Dartmouth Undergraduate Journal of Science
- Discipline: Multidisciplinary
- Language: English
- Edited by: Aditi Gupta, Alex Gavitt

Publication details
- History: 1999-present
- Publisher: R.C. Brayshaw & Co. (United States)
- Frequency: Quarterly
- Open access: Yes

Standard abbreviations
- ISO 4: Dartm. Undergrad. J. Sci.

Indexing
- ISSN: 2167-7883 (print) 2167-7891 (web)
- OCLC no.: 793528773

Links
- Journal homepage; Online archives;

= Dartmouth Undergraduate Journal of Science =

The Dartmouth Undergraduate Journal of Science is an open access science journal published by Dartmouth College. It covers original scientific research, multidisciplinary review articles, and science news. In May 2001, the journal was recognized by Nature as a model undergraduate science journal.

The journal is published quarterly in print and online, and weekly science news articles are also made available on "DUJS Online". The Fall 2012 edition introduced its first annual International Science Essay Contest.

== History ==
The journal was started in 1998 by Tim Lesle, Soon Hyouk Lee, Arvindh Kanagasundram, and Amar Dhand and established with the publication of the first issue in the Spring of 1999. The journal expanded its impact on campus over the next few years and launched its website, DUJS Online, to feature more frequent science news articles covering events at Dartmouth and select publications by Dartmouth faculty.
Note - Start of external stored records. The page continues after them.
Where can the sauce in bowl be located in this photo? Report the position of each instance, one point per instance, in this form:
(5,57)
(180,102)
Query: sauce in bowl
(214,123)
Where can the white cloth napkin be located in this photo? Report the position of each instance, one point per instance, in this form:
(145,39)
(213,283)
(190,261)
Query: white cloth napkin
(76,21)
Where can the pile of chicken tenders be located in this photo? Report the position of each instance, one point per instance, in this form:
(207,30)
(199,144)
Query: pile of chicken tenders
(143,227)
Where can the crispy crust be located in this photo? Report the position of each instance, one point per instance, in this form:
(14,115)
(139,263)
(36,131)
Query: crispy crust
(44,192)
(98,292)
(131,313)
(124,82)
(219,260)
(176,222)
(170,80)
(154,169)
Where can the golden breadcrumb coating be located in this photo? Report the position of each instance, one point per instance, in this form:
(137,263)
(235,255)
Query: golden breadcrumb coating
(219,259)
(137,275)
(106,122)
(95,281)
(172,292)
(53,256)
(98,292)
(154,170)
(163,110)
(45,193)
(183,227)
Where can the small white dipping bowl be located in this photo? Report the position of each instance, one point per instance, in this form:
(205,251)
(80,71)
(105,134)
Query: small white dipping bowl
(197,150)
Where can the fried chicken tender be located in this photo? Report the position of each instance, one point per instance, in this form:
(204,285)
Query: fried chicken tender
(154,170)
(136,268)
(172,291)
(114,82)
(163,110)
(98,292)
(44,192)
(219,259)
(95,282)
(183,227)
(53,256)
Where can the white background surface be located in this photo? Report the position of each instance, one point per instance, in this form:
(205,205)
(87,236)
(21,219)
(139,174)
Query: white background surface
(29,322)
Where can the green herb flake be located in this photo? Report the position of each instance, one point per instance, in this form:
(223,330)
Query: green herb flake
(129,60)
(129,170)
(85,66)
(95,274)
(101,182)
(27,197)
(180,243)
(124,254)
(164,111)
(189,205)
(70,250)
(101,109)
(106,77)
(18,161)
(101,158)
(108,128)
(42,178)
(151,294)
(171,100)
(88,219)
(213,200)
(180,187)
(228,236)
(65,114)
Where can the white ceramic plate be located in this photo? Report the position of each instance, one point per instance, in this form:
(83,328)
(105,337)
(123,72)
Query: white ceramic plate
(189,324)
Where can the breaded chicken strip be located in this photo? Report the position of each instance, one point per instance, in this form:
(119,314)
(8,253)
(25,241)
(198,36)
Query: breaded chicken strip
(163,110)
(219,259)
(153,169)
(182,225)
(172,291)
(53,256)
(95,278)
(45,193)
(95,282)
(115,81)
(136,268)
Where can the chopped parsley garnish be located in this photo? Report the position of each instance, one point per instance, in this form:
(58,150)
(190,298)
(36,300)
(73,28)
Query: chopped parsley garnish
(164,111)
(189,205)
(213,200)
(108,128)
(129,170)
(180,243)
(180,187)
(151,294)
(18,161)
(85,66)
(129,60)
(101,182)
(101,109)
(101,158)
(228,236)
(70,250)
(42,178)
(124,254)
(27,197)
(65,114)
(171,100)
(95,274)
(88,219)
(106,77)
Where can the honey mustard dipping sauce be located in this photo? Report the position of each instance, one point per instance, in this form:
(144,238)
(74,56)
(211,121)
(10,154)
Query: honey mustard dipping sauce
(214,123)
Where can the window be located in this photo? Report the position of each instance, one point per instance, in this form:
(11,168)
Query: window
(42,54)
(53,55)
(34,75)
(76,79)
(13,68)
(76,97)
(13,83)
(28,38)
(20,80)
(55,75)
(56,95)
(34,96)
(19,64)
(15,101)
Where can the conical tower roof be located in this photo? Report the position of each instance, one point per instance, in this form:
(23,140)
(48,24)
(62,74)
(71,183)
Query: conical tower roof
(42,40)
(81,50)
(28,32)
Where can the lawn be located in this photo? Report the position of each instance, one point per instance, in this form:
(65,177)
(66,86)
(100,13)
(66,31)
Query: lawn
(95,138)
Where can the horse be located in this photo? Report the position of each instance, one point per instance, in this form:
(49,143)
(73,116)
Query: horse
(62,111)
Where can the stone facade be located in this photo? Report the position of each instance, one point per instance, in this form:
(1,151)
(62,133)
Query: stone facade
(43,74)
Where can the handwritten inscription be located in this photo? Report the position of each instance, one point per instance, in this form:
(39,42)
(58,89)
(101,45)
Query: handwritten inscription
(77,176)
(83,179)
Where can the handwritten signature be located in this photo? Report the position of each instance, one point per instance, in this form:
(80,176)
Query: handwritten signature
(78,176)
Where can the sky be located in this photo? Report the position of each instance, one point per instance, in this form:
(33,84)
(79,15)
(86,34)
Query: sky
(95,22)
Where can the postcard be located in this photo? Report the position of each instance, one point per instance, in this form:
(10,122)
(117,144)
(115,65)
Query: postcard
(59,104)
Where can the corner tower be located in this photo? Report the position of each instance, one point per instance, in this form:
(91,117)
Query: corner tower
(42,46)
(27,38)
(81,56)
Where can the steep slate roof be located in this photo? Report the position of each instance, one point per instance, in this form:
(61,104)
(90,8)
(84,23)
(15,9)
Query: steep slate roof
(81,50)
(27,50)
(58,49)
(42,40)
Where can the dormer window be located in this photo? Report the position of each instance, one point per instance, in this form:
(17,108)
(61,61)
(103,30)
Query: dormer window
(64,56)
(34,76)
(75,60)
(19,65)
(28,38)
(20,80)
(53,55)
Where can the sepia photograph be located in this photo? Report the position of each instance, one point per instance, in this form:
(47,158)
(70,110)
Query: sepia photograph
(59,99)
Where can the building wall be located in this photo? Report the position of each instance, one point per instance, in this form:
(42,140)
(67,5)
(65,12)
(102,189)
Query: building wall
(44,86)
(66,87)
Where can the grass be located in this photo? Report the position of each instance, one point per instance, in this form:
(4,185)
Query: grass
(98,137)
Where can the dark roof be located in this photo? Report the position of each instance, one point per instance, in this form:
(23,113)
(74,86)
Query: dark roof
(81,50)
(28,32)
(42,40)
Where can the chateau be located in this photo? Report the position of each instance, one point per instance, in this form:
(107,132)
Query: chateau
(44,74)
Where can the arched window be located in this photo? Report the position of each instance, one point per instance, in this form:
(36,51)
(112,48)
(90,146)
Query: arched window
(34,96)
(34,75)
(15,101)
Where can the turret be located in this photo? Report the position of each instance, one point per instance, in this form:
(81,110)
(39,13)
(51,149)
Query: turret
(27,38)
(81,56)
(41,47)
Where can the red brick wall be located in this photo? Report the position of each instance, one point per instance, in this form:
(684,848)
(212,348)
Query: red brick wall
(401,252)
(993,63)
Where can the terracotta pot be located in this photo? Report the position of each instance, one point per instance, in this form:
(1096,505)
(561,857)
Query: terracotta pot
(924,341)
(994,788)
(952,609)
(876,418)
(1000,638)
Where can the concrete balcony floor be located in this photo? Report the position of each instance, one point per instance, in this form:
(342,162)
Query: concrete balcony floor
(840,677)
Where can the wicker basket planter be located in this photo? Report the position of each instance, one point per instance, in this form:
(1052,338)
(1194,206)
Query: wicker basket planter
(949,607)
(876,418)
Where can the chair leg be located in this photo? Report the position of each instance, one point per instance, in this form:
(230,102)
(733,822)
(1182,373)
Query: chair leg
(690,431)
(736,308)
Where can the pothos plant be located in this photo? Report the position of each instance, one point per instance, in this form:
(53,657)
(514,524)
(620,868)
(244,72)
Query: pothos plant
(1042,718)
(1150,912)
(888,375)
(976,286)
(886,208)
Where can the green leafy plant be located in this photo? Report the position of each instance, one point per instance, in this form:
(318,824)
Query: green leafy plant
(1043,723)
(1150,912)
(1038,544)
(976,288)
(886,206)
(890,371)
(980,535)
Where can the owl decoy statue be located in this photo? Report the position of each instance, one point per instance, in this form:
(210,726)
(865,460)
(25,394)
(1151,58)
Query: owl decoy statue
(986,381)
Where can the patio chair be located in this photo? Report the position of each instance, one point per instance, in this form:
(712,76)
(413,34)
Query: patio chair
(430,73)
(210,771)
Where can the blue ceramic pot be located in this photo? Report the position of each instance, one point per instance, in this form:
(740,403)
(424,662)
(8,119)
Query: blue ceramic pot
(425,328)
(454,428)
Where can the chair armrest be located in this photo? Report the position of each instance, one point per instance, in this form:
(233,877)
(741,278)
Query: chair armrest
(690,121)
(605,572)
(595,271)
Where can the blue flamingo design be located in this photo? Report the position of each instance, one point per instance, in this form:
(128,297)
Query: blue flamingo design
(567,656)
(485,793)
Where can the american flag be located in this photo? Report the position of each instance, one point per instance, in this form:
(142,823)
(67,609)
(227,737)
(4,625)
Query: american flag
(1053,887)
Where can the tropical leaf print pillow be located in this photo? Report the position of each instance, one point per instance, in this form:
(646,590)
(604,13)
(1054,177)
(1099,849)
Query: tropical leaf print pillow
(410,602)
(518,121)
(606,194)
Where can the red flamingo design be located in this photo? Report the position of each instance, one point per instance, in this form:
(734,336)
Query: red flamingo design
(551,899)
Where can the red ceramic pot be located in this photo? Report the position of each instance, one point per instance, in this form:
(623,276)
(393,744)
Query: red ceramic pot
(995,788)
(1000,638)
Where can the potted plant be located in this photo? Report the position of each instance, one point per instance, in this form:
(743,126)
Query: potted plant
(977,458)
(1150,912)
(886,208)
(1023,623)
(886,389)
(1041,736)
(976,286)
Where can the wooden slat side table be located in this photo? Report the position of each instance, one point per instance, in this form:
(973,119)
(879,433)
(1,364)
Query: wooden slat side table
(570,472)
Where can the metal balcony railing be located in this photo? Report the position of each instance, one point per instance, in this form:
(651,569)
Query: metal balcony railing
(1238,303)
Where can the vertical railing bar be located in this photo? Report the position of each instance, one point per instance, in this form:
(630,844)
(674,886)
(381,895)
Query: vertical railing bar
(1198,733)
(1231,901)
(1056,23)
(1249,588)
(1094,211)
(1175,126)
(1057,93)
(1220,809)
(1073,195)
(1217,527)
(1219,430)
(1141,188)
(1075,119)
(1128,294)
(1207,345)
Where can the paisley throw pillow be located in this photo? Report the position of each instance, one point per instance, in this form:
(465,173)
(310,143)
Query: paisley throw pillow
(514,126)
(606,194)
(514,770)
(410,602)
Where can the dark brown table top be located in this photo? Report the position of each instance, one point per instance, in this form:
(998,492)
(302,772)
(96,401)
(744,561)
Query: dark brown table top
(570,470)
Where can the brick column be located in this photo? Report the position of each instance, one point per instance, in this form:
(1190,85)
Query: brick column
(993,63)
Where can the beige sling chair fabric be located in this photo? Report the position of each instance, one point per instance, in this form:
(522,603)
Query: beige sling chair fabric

In 2012, the journal further expanded its outreach through a partnership with the Undergraduate Office of Admissions and hosted an International Science Essay Competition for high school students.

In 2020, the journal created another annual international high school competition called Building the Modern MD with the aim of giving students interested in studying pre-medical studies in college a platform to explore the intersection of humanities and medical science.